Metric wrecks it in Brooklyn
Secret, fan-only concert slays
Published: Thursday, June 14, 2012
Updated: Thursday, June 14, 2012 23:06
They took the stage to a slowly rising background of synths, and as it rose, Emily Haines began Metric’s homecoming show Wednesday night in Brooklyn’s Music Hall of Williamsburg, a 500-person show that could only be attended by fans lucky enough to win tickets, with a telling sentence.
“I’m just as f***** up as they say.”
It was off to the races after that, as the Canadian rock band who got their start just a few blocks away from the show, in what Haines said was called a loft but was really a garage, played a triumphant show trumpeting the release of their deep, satisfying new album “Synthetica.”
Sure, it seemed they were going to play the new record front-to-back for the first few songs, but even that would have been a solid show. The synths followed Haines’ lead on their opening song, “Artificial Nocturne,” before launching into a crowd-pleasing, hard-rocking version of “Synthetica” lead single “Youth Without Youth.” Though it lacks a chorus, the song’s repeating melodies and slowly building sense of rebellion hit harder each time, and the audience definitely responded.
The band managed to throw a few crowd-pleasing oldies into the mix, the long, hard “Empty” from their 2005 album “Live It Out” and a frantic, extended version of “Old World Underground, Where Are You Now?” standout “Dead Disco,” which featured a fantastic guitar solo from James Shaw and a fantastic, almost inhuman performance from drummer Jules Scott-Key.
But as “Synthetica” was less than 48 hours old when they took the stage, it’s completely understandable that the band would focus on new tracks. The album’s all about losing sense of self in a digital world, which was ironically compounded by audience members filming the show on their glowing phones. “Lost Kitten” was minimalistic in a great way, with Haines almost mewing like the titular animal, and the title track and “Breathing Underwater” became an instant live classic that had better be a hit by the time Metric plays Radio City Music Hall in September.

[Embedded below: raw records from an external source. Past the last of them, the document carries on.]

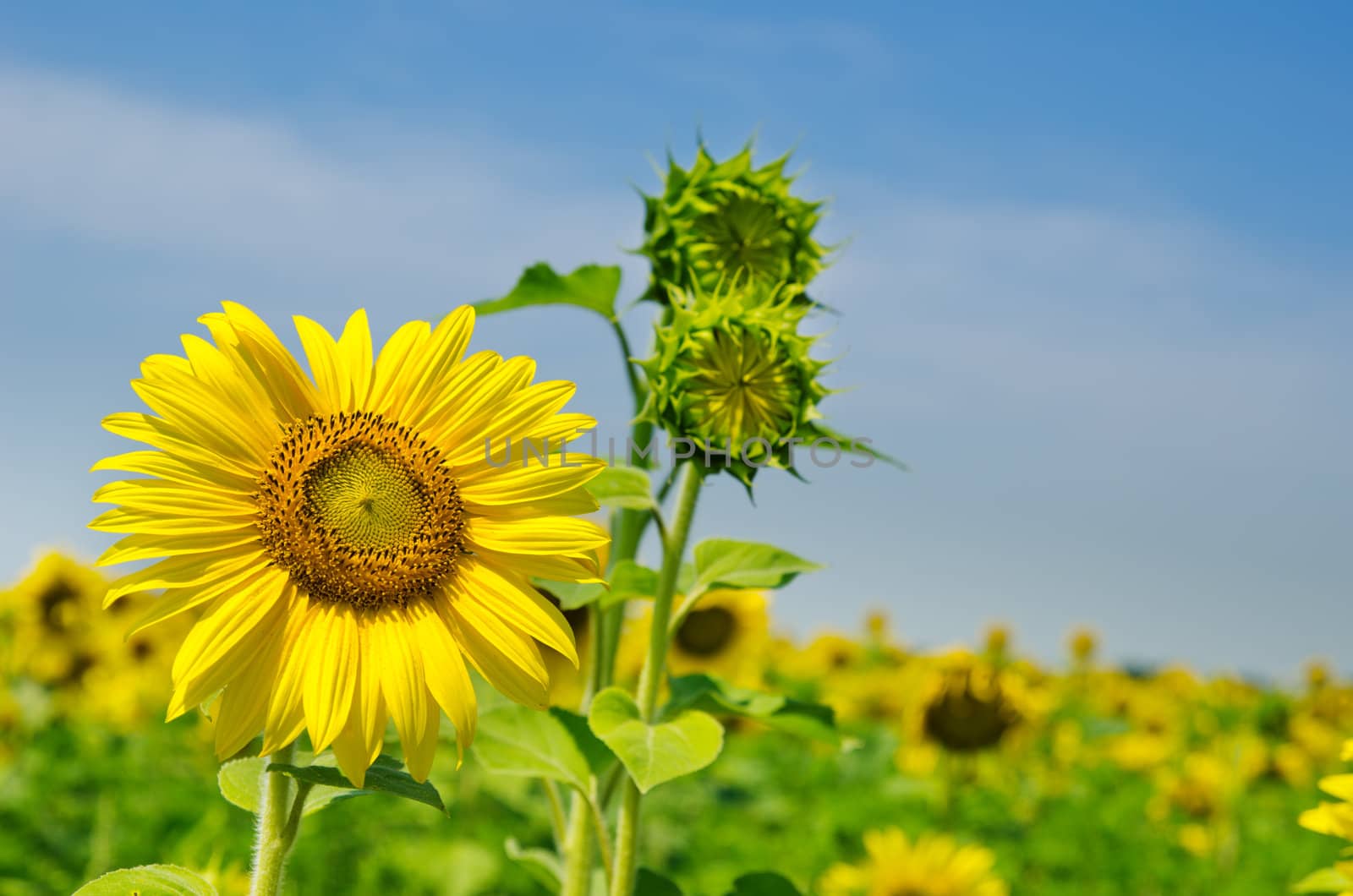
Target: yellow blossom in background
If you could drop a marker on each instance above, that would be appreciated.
(727, 634)
(927, 865)
(64, 642)
(349, 542)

The encore, though is where the band proved why some fans would have been willing to pay $50 on Craigslist for tickets to a free show. Though Metric skipped two songs from their planned setlist, 2009 single “Gold Guns Girls” received a hugely rewarding performance before Haines and Shaw finished the night with an acoustic singalong of their beautiful track “Gimme Sympathy.” “You’re gonna make mistakes, you’re young,” Haines and the audience sang, and the 20-something hipsters of Brooklyn, the generation of youth without youth, came together for a moment in harmony.